When a ten-year-old boy faced chemotherapy for sickle cell disease in 2008, doctors removed and froze a sample of his immature testicular tissue. Sixteen years later the man, now an adult, received grafts of that same thawed tissue. One year on, analysis revealed surviving cells, new blood vessels, sperm-producing stem cells and clear signs of active sperm production.
The procedure took place at Vrije Universiteit Brussel and Brussels IVF at University Hospital Brussels. Researchers transplanted 11 fragments either into the man's remaining testicle or beneath the skin of his scrotum. Subsequent examination of the grafts confirmed not only survival and vascularisation but the presence of spermatogonial stem cells and, crucially, mature sperm cells within those placed inside the testicle itself.

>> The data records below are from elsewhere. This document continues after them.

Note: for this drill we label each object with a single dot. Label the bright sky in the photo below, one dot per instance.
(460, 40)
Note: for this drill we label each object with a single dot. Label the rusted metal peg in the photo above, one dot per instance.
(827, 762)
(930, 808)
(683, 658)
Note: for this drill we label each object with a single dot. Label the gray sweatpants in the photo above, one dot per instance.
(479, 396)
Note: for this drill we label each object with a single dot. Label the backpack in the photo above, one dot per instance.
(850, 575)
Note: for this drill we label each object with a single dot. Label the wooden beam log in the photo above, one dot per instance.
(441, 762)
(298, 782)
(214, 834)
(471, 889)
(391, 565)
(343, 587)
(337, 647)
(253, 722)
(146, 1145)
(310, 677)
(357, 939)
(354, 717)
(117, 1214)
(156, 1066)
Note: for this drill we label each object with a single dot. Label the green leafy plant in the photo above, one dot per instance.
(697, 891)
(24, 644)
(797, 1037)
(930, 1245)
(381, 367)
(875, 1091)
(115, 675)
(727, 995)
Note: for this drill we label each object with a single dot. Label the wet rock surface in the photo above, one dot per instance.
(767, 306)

This marks the first reported demonstration in a human that prepubertal testicular tissue, cryopreserved before puberty, can generate sperm after autologous transplantation in adulthood. Treatments such as chemotherapy can destroy the cells responsible for sperm production. For boys who have not yet reached puberty and cannot bank mature sperm, freezing immature tissue containing those stem cells has long been an experimental option. Until now, evidence that it would work in people had been absent.
Proof of concept, not immediate solution
The findings appeared in a preprint posted on medRxiv on 12 March 2026. A summary of the case was published by Nature on 17 July 2026. The sperm produced were not connected to the sperm ducts, so natural ejaculation is not possible. Any future use for conception would require assisted reproduction such as IVF with sperm extracted from the grafts.
Researchers stress that success is not guaranteed for every patient. Quantities may remain low, and larger studies are needed before the approach can be considered a standard fertility option. The case nevertheless provides measured hope for preserving the possibility of biological parenthood for boys facing gonadotoxic therapies.
By safeguarding this tissue, clinicians protected a fundamental avenue for family formation that might otherwise have been lost. In doing so they upheld the principle that medical progress should serve the long-term integrity of the person and the family unit, rather than treating fertility as an afterthought. The work, led by Professor Ellen Goossens of Vrije Universiteit Brussel with input from Professor Rod Mitchell of the University of Edinburgh, builds on years of animal and laboratory data that had hinted at this potential.